Friday, April 29, 1988
H and I have been fantasizing about starting a newspaper. The New York Times is pompous and badly laid out. Have a huge hankering to burst into Si with an amazing newspaper dummy and force and beg him to back it. The New York Independent! We have both been in a heart-racing mood, perhaps because it’s spring, dying to give birth to some red-hot journalism.
Meanwhile we had the British theater producer Robert Fox and his wife, Natasha Richardson, over for dinner at the apartment. They are here for the opening of Chess on Broadway. A sulfurous row broke out between the playwright Peter Shaffer and the producer Joe Papp, who’s producing a raft of celebrity Shakespeares. (The last was Julius Caesar, with Al Pacino as Mark Antony.) Papp started banging on about his totally fresh viewpoint, and how he’s de-mothballing Shakespeare for Americans. Shaffer, a hilariously waspish old queen, listened to this in silence for about twenty minutes and then could take it no more.
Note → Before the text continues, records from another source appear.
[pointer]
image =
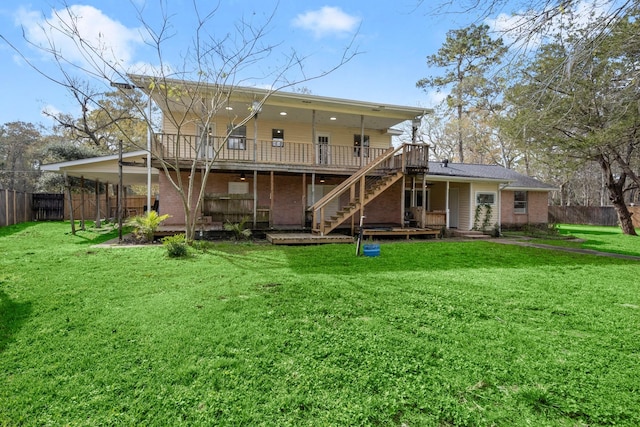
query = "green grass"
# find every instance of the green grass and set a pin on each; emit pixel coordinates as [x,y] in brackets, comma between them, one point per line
[433,333]
[604,239]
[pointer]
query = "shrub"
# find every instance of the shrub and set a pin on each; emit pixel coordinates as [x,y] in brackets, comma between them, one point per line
[176,246]
[145,226]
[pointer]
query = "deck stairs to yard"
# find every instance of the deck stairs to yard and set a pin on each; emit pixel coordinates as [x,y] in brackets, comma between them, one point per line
[366,185]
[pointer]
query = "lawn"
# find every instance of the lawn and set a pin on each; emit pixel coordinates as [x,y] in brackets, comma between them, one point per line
[431,333]
[604,239]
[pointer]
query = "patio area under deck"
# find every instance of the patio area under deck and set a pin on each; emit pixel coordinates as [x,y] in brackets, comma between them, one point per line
[283,238]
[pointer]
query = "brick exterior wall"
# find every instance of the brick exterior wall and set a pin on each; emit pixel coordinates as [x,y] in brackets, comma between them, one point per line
[537,209]
[288,198]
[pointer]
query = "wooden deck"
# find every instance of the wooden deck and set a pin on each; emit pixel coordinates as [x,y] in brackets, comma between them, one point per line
[306,239]
[400,232]
[281,238]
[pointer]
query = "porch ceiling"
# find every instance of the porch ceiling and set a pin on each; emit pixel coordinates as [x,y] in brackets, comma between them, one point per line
[238,102]
[105,169]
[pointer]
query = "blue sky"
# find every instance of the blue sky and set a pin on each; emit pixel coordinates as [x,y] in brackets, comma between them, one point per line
[393,38]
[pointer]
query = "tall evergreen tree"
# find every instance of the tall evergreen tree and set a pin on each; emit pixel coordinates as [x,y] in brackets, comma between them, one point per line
[466,56]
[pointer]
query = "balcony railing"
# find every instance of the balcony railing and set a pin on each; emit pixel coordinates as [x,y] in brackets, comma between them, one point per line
[240,149]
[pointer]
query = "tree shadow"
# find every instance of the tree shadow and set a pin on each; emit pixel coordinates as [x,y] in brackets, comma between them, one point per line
[12,316]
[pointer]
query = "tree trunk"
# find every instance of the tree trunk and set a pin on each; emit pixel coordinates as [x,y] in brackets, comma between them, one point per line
[616,196]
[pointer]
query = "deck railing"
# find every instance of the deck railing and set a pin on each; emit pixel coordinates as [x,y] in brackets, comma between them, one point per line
[218,149]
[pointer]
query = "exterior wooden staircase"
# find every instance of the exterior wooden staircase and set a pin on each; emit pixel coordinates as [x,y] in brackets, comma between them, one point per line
[366,184]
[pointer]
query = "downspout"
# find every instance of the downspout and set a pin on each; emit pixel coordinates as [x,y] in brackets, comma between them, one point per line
[447,210]
[501,187]
[255,198]
[361,140]
[255,171]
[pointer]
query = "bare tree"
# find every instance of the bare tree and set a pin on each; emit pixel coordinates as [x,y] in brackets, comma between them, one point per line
[196,90]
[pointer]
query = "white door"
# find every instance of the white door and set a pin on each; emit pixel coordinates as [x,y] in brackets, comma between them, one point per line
[323,148]
[454,207]
[205,142]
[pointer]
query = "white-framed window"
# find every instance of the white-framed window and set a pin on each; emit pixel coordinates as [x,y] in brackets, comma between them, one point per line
[237,138]
[277,137]
[238,187]
[520,199]
[485,198]
[357,144]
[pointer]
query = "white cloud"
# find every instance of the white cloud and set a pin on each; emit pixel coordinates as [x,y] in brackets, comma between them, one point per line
[326,21]
[65,28]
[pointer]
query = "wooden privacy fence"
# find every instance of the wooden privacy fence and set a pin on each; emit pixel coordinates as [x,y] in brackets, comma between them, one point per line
[15,207]
[132,206]
[590,215]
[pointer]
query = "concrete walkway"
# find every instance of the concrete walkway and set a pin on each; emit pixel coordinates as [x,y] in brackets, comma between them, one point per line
[507,241]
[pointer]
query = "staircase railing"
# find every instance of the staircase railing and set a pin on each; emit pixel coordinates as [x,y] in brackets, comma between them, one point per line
[412,156]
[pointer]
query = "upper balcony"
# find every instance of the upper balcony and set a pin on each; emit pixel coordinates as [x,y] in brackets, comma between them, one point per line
[234,153]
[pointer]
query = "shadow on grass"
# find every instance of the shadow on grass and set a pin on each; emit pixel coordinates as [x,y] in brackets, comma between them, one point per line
[12,316]
[437,256]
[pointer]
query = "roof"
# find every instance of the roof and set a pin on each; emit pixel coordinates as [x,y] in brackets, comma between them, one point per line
[299,107]
[105,168]
[513,179]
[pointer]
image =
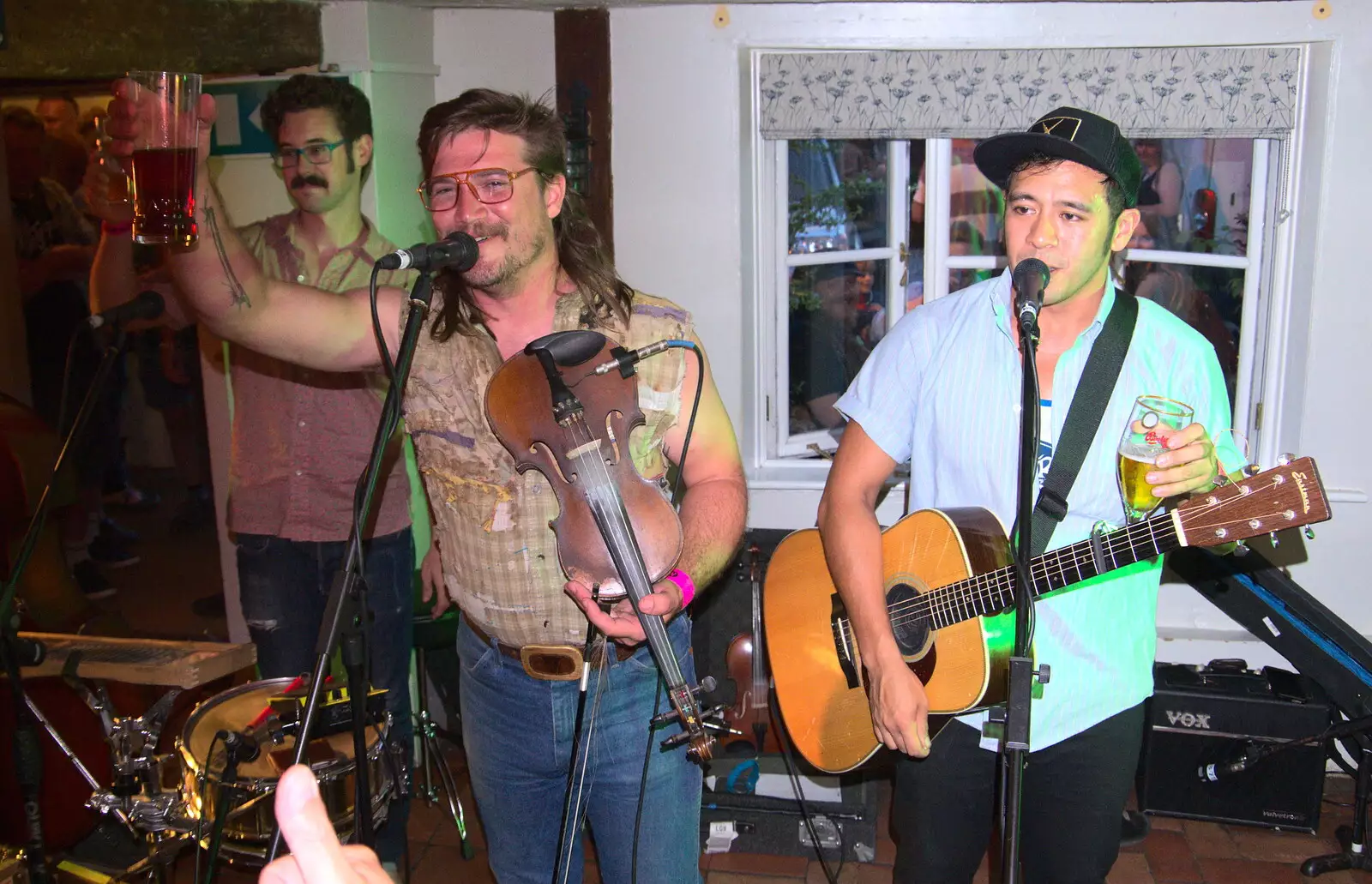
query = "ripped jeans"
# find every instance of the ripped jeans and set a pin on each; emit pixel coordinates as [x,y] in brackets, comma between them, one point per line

His fury erupted when Papp did a caricatural English rendition of Macbeth’s “She should have died hereafter.”
“Hold it right there!” erupted Shaffer. “Just hold it! I have been listening and suffering to your preposterous bullshit for the last half hour. You’ve clearly never been to a production at the RSC or the National. Didn’t you ever see David Warner’s Henry IV? Jonathan Pryce’s Hamlet? Gielgud’s second Hamlet?”